Happy 7th year anniversary to these journals!
This is day two of being late with my period. I called Tammy and told her how I felt like I was going to get it and she said she felt like she was going to get her period too, before she got pregnant. I told her I didn’t want to jump the gun, but that if I did ever find out I was pregnant for sure, I wouldn’t tell Mom and Dad. She said that’d be stupid and that I didn’t have to take any shit from them if they gave us any. Of course, we wouldn’t. She suggested I get an over-the-counter pregnancy test which you can use as soon as you’re only 1 day late. She said she had bad morning sickness with Lisa and it was mild with Becky and Sarah. I forgot the name of it, but she said she has something that numbed her downstairs and they made an incision. Yeah, I’ve heard of that. She didn’t have the shot they give you in the spine. She said it hurts but is worth it.
Again I reminded her that he doesn’t cum and asked her if the chances of me getting pregnant were close to none. She said no. Even though my periods have been normal for quite some time, my body’s entitled to some imperfection, so I may not be. If I am, then that’s just truly amazing for it to be that easy to conceive without the guy cumming. Especially being a DES daughter and thank fucking God I didn’t get pregnant those few other times when guys came. If I am, I believe Tom when he says he’d be as happy as I’d be, but I still have my usual fears and a million questions. Will I have a miscarriage or die having it, if I can have it naturally? Will it ruin what Tom and I have? Can we really afford it? How will my parents react? Will I truly be able to be a good mother and deal with it? Will I be forever fat and a major turn-off to Tom? He’s always been there and true to his word when he said he’d be a good husband. I know he’d be a good father, but what if deep down inside he doesn’t want to have a kid, even though he says he does? What if he’s wrong about saying it won’t ruin us, I can handle it, I won’t turn him off, I will survive it and I won’t be forever fat?
Well, this is only my second day of missing my period, so we’ll wait and see. Thankfully, Tammy was encouraging. She didn’t say shit like, “Why now? Are you sure you want this and are prepared to handle it? What about your surgery?”
Tom says surgery should be no problem in the 1st trimester, but if I have to postpone it, I will. I’ve already been like this for 29 years. If I am pregnant, I will surely want to keep it. It’d be hard to consider abortion even if Tom got on his knees and begged me to, but I know he’d never do that. He’s never fooled me yet, but I know some people can suddenly fool you. I hope he’s happy if I am, though I still have a feeling a kid was never meant to be.
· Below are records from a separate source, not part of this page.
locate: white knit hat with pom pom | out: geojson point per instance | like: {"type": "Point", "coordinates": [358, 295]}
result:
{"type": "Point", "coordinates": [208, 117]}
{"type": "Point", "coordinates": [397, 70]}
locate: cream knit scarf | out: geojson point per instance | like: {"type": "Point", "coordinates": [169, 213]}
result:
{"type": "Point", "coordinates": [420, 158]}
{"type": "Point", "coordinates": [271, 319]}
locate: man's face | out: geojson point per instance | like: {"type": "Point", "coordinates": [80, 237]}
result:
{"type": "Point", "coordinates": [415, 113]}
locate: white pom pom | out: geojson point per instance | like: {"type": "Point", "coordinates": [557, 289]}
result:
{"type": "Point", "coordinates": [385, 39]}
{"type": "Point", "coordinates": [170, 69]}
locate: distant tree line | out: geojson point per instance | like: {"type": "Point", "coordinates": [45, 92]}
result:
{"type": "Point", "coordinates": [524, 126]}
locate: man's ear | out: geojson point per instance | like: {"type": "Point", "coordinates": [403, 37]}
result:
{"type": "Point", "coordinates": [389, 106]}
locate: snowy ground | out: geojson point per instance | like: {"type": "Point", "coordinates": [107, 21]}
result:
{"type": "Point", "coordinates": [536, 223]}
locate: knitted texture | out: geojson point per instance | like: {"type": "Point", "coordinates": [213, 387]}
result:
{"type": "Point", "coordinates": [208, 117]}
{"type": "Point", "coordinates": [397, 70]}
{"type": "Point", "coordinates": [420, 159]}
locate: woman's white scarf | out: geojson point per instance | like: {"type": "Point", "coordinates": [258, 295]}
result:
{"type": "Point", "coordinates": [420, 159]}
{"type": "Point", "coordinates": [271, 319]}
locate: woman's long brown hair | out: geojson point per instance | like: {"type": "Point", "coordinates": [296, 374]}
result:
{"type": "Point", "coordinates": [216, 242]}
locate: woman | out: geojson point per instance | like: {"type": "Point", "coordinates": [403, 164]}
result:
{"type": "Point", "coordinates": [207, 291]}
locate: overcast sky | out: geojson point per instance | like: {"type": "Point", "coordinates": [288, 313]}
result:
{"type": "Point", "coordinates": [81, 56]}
Last night I told Tom I was excited, yet nervous about Kim’s visit and he said he could understand that. Should I cancel her from coming here if I am, so we don’t end up in a fight where he wants to leave me?
Later...
No, I am not pregnant. I just had some spotting. Tammy said she didn’t have that and doesn’t know if it’s possible. Well, like I said, it’s possible for someone to get pregnant if the guy doesn’t cum, but I think it’s very unlikely. Plus, we don’t qualify to be parents. We’re not druggies or assholes. The ironic thing if it was, though, when I was wondering was what Bob said in his letter. He said, “It won’t be long now, will it? Do I know something you don’t? Maybe I do. Who knows?”
I have only a few more pages to type up of Journal #18, but my disk might be screwed up. Tom said not to worry and that all he’d have to do is give me a new disk. Meanwhile, I typed up some tips for him on Windows & DOS from a magazine he wanted to be typed up.
When I read back on Maliheh, I couldn’t believe how vague and shitty a writer I was. I failed to write how she asked me to dance with her the second we met, and she shook my hand. And also, how she kissed me as I was leaving.
Later...
Well, I just got to see another 18-year-old violent, doped-up pregnant girl on a talk show. Now I’ll go continue with Tom’s tip list. I also made up what we call a master copy grocery list.
Got a letter from Kim and typed a reply back. Out of those 50 tips, I have 15 done. Later or tomorrow I’ll type to Bob.
I still have a spot here and there, so I’m 100% sure that tomorrow I’ll have my period full force.